In some embodiments, the temperature of the tissue may be raised to any suitable temperature, e.g., 43°C, and held constant within +/- 0.5°C for the entire duration of the procedure, e.g., 10 minutes.

In some embodiments, microwave energy may be administered as a series of alternating high and low power microwave pulses, or as a profile or treatment envelope, to elevate and maintain the temperature of the target tissue within +/- 0.5°C. For example, 20 W may be administered for 10 seconds to elevate the tissue temperature to 43°C, followed by 2 W for 300 seconds to maintain the tissue temperature at 43°C.

Presented herein are examples of modulation of gene counts in diseased, microwave treated and normal tissues achieved using microwave systems and methods, where normal (illustrated with triangular markers) refers to healthy epithelial tissue, diseased (illustrated with circular markers) refers to diseased epithelial tissue, and MW treated (illustrated with diamond markers) refers to epithelial tissue treated using the presented microwave systems and methods.
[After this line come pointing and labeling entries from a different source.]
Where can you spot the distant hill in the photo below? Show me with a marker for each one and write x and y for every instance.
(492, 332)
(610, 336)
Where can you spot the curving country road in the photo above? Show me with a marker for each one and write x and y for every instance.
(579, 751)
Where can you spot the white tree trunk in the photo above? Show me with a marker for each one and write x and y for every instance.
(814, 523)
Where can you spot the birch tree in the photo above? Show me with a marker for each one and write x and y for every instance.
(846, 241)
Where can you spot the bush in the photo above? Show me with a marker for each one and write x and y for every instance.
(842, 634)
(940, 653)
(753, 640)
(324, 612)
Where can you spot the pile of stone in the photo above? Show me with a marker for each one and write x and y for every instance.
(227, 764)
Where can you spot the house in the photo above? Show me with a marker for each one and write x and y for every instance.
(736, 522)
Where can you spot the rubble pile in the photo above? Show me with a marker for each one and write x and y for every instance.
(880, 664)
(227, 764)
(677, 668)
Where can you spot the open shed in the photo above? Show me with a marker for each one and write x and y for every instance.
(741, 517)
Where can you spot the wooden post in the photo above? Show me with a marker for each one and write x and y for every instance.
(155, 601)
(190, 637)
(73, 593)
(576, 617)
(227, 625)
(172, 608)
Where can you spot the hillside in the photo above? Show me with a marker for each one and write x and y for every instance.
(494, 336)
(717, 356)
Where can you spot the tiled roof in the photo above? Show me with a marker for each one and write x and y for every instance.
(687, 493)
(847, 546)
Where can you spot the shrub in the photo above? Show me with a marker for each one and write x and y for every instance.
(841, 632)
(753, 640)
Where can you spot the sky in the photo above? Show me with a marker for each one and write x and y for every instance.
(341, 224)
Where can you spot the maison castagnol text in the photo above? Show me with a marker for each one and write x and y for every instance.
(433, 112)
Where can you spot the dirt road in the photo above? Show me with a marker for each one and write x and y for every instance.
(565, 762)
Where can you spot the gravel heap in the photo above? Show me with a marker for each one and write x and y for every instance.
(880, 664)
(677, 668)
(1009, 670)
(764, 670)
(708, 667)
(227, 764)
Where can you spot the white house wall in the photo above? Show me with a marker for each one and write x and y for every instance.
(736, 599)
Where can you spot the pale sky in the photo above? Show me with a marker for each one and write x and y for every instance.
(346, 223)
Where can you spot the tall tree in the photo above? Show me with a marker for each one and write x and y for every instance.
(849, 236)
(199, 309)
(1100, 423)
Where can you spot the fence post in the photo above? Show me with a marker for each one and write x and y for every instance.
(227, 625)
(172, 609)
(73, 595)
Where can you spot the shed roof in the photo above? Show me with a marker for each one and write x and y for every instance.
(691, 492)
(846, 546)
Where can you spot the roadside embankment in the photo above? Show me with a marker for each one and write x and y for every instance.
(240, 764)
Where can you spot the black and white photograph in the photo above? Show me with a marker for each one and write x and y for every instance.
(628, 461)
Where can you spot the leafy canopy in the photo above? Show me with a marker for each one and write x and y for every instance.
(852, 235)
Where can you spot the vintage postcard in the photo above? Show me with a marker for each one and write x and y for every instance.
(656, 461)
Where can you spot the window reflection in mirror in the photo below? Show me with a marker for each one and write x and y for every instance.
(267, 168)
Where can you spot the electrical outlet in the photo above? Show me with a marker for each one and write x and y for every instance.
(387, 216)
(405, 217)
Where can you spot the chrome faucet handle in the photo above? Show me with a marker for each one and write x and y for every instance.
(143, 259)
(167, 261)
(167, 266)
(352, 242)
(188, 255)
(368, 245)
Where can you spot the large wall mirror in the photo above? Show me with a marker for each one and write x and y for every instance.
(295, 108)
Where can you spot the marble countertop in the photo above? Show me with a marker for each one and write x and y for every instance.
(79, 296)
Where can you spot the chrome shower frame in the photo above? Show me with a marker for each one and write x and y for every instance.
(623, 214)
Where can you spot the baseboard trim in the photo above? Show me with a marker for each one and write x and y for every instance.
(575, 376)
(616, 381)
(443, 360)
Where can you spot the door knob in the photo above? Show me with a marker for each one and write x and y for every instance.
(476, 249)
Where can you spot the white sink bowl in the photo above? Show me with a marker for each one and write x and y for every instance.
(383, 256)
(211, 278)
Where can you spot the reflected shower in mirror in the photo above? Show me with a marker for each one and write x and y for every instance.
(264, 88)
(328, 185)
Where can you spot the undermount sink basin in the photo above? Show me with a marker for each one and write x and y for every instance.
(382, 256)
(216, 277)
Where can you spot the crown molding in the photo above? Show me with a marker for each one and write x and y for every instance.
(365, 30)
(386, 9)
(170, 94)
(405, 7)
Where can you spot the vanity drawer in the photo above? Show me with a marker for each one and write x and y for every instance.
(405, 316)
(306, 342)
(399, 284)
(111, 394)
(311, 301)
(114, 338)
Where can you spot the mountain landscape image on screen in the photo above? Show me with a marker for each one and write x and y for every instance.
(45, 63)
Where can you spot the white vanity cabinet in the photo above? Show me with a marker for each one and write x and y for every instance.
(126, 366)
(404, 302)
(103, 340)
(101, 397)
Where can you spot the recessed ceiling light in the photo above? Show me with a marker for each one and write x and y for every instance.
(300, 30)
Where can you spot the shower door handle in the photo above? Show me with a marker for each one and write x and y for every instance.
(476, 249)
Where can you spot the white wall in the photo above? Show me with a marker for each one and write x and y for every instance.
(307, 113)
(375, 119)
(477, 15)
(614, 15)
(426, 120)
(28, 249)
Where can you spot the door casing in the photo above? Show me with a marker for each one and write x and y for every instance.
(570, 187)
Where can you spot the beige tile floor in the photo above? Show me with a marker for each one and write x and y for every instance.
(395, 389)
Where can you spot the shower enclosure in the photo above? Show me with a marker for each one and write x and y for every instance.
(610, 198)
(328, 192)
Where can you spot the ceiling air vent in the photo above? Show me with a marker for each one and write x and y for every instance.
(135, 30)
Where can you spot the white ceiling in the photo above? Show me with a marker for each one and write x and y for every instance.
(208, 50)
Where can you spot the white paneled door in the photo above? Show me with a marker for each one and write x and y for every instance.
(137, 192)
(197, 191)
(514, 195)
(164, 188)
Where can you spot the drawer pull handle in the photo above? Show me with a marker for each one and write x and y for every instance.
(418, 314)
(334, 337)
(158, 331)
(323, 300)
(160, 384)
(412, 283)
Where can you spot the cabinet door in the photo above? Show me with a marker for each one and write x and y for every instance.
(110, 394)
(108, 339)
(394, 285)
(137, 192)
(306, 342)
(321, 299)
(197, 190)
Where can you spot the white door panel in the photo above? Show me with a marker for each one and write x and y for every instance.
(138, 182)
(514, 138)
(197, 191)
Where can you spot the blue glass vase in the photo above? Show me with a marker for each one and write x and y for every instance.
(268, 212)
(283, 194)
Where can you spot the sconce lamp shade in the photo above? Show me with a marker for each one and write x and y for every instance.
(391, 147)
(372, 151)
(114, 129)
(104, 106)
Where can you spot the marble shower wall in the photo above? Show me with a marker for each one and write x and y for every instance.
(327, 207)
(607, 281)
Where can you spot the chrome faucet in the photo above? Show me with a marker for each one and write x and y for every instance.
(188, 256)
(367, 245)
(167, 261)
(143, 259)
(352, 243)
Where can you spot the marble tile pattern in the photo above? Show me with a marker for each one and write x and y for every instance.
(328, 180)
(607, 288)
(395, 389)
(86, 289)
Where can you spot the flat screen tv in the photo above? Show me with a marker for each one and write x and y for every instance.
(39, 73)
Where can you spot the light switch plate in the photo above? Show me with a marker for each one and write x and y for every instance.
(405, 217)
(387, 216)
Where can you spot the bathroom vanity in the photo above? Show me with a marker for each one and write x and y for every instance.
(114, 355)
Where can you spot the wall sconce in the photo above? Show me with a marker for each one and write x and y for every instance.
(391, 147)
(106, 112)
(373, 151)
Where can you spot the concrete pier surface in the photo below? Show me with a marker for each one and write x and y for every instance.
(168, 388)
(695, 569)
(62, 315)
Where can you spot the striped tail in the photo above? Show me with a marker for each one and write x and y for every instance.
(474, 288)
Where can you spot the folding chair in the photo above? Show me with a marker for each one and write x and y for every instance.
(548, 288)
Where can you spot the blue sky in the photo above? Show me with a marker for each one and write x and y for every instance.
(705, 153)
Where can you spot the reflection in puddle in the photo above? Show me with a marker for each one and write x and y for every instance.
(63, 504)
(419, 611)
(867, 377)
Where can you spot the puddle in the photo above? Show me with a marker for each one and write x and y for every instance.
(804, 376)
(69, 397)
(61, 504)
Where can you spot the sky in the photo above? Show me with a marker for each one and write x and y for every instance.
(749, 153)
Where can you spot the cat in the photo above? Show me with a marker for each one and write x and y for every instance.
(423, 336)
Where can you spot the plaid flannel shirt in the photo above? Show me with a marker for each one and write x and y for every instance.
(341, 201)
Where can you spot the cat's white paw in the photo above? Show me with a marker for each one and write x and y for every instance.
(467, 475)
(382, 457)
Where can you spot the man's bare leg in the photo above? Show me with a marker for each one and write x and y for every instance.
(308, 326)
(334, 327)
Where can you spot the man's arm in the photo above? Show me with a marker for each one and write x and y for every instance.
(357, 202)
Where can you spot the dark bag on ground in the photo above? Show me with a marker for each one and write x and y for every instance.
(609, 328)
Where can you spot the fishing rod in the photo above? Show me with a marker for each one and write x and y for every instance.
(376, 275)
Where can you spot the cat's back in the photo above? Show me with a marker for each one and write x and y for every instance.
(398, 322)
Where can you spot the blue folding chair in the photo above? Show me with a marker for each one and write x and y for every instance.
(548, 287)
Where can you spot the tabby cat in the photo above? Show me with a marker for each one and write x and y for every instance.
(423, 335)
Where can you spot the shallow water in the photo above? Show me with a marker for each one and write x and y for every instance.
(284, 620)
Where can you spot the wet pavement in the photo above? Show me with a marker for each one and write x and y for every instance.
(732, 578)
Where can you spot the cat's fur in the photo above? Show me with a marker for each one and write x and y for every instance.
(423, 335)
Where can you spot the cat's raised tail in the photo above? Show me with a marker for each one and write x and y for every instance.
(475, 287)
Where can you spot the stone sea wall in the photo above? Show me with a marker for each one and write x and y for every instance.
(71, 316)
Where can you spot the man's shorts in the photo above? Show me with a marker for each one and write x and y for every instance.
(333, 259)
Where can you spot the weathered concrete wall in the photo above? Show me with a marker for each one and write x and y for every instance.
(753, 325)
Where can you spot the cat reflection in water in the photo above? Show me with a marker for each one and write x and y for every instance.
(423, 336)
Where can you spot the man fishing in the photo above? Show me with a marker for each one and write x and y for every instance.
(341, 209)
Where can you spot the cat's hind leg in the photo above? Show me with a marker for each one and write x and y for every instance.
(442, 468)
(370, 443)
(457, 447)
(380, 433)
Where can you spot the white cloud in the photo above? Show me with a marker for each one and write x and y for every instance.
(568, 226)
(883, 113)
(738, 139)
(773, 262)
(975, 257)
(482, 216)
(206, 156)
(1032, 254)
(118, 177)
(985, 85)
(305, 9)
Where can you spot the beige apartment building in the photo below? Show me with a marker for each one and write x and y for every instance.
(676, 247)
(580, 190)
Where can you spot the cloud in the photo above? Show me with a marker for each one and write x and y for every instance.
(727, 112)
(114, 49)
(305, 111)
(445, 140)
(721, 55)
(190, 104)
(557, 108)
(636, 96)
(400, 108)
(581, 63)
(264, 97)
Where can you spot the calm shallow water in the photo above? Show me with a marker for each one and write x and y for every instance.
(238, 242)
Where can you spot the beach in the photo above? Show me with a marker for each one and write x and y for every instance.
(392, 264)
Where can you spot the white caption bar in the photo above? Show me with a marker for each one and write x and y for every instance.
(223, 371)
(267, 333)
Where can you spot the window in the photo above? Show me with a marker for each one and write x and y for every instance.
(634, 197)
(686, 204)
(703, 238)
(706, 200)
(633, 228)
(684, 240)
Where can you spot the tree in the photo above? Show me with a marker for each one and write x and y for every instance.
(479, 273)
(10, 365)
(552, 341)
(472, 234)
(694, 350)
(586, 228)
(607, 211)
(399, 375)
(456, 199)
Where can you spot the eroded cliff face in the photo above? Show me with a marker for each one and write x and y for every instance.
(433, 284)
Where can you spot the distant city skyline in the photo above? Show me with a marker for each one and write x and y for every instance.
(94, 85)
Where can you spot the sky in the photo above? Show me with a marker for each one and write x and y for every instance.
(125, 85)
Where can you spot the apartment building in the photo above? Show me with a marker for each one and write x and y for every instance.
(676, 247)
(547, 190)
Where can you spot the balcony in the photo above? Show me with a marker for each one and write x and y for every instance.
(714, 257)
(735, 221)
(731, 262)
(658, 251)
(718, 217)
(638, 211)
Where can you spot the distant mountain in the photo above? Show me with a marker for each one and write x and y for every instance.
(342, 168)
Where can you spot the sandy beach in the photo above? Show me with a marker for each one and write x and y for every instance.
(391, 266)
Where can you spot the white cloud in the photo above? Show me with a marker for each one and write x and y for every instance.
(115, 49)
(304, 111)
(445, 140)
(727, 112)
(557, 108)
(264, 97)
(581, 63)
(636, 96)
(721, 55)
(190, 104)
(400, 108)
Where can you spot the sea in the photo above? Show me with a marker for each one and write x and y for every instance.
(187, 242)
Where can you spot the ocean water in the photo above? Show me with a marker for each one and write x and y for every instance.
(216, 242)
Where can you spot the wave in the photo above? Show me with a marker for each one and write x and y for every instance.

The present disclosure provides further examples of genes involved in key cancer pathways and their restoration using the disclosed microwave energy techniques is presented herein.

In Figure 2, counts of IL8 (Interleukin 8) gene in tissues, e.g. epithelial tissue, before microwave treatment 102 and after microwave treatment 103 are shown and compared with normal tissue 101, e.g. healthy epithelial tissue. Microwave-treated tissue restored abnormally upregulated expression of IL8 gene from diseased epithelial tissue (count=510.5) and downregulated it (count=9) to be comparable with normal healthy epithelial tissue (count=7) with statistical significance at 0.05. IL8 is involved in many important immunoregulatory pathways such as cytokine signaling, host-pathogen interaction, lymphocyte activation, NLR signaling, oxidative stress, Th17 differentiation, Th2 differentiation, TNF family signaling and TLR signaling. IL8 is a chemotactic cytokine (chemokine) and a potent proinflammatory chemotactic molecule that plays a central role in enhancing and sustaining inflammation in gastrointestinal inflammation and malignancies. Furthermore, IL8 plays an important role in the epithelial-to-mesenchymal transition (EMT), which is known to induce tumor cell motility and invasiveness and promote metastasis of solid cancers [33][34].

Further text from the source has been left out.